Un hommage à la ténacité des militants

Aux checkpoints israéliens, les femmes israéliennes de l’association Machsom Watch, souvent elles-mêmes mères de soldats, surveillent le comportement de ceux qui les surveillent. Les Européens de bonne volonté devraient-ils faire de même et surveiller les frontières de l’UE ?
Je le crois, oui. J’ai beaucoup d’admiration et de respect pour les militants et les ONG qui font ce travail, souvent dans des pays où leurs activités sont considérées comme illégales. Mon film est un hommage à leur persévérance. Beaucoup de militants qui ont débuté leur activité en Pologne il y a deux ans suivent désormais une thérapie. La tâche qu’ils se sont donnée est très ardue.

C’était dur pour elle aussi : elle subissait une pression terrible.

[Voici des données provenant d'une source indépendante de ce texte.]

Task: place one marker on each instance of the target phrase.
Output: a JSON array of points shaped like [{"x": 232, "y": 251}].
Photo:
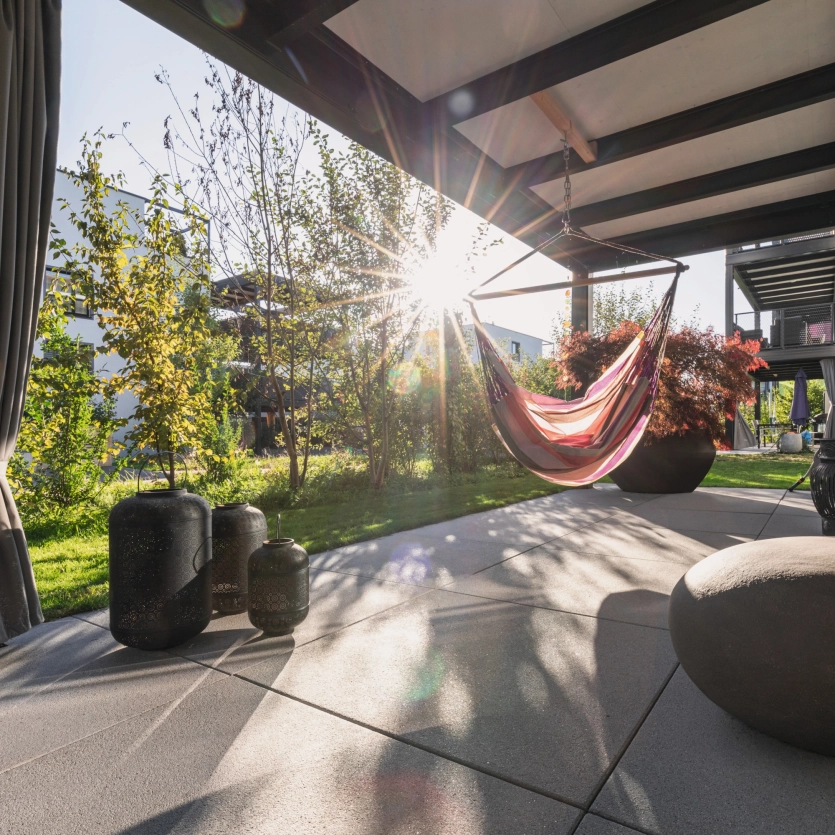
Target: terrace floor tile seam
[
  {"x": 607, "y": 817},
  {"x": 532, "y": 548},
  {"x": 312, "y": 640},
  {"x": 770, "y": 517},
  {"x": 444, "y": 755},
  {"x": 558, "y": 611},
  {"x": 624, "y": 748},
  {"x": 92, "y": 734}
]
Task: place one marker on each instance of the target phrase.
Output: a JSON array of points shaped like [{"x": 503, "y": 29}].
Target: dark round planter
[
  {"x": 675, "y": 464},
  {"x": 237, "y": 530},
  {"x": 160, "y": 568},
  {"x": 822, "y": 485},
  {"x": 279, "y": 586}
]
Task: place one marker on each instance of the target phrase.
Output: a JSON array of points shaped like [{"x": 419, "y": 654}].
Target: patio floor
[{"x": 506, "y": 672}]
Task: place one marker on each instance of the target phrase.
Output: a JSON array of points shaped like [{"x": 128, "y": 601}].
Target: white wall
[
  {"x": 88, "y": 329},
  {"x": 530, "y": 346}
]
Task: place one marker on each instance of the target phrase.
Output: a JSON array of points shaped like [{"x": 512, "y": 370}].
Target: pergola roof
[
  {"x": 797, "y": 273},
  {"x": 704, "y": 124}
]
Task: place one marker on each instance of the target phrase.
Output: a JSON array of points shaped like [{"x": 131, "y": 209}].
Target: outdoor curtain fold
[
  {"x": 576, "y": 442},
  {"x": 30, "y": 77}
]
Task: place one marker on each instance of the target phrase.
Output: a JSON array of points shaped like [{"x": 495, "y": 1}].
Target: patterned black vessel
[
  {"x": 279, "y": 586},
  {"x": 237, "y": 530},
  {"x": 160, "y": 568},
  {"x": 822, "y": 482}
]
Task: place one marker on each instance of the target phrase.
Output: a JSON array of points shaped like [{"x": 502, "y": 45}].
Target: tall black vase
[
  {"x": 160, "y": 568},
  {"x": 822, "y": 482}
]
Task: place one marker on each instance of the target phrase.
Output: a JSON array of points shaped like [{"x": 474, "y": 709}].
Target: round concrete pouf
[{"x": 754, "y": 628}]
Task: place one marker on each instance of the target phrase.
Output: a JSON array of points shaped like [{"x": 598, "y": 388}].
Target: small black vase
[
  {"x": 237, "y": 530},
  {"x": 822, "y": 483},
  {"x": 279, "y": 586}
]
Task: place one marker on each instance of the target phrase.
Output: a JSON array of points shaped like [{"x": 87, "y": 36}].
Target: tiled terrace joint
[{"x": 505, "y": 672}]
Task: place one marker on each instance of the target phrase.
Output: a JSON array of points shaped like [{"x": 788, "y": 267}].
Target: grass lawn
[{"x": 71, "y": 571}]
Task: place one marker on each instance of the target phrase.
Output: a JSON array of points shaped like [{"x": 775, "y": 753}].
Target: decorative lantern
[
  {"x": 160, "y": 568},
  {"x": 279, "y": 585},
  {"x": 237, "y": 530},
  {"x": 822, "y": 482}
]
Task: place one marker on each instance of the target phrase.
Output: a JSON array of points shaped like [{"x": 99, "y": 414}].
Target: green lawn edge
[{"x": 71, "y": 572}]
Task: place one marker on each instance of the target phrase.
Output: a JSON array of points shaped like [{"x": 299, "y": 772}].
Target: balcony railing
[{"x": 790, "y": 327}]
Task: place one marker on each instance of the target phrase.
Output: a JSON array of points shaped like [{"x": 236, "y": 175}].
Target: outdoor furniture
[{"x": 754, "y": 628}]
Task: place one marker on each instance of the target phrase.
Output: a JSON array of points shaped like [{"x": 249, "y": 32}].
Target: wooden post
[{"x": 580, "y": 302}]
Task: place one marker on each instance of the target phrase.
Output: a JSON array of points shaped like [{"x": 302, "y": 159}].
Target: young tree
[
  {"x": 147, "y": 276},
  {"x": 370, "y": 225},
  {"x": 247, "y": 175}
]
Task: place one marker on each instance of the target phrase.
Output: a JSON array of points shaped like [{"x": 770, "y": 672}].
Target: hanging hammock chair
[{"x": 577, "y": 442}]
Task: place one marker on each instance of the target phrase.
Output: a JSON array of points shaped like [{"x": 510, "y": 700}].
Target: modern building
[
  {"x": 514, "y": 344},
  {"x": 82, "y": 322},
  {"x": 789, "y": 284}
]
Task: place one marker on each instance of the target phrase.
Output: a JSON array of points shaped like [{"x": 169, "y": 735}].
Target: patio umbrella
[{"x": 800, "y": 401}]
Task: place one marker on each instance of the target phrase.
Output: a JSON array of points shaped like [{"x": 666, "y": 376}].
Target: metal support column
[
  {"x": 729, "y": 300},
  {"x": 580, "y": 304}
]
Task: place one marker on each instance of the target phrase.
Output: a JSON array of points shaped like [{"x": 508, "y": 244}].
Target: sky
[{"x": 111, "y": 55}]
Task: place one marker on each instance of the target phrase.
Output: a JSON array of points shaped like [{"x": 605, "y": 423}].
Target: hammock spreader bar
[{"x": 576, "y": 442}]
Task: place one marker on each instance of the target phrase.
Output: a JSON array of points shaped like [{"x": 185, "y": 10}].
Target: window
[{"x": 76, "y": 307}]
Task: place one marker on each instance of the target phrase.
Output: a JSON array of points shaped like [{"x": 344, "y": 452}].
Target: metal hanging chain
[{"x": 566, "y": 212}]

Les autorités ont été très violentes envers le film. Le ministre de la Justice a déclaré : « Les nazis avaient Goebbels (ministre de la Propagande du Troisième Reich, éd), maintenant ils ont la Hollande. » J’ai reçu des menaces et des commentaires violents sur les réseaux sociaux, et je sais que la violence verbale peut facilement devenir physique. Mais ces réactions nous disent plus que toute autre chose que les politiques avaient peur du film parce qu’il disait une vérité. Une vérité qui devait à tout prix rester cachée.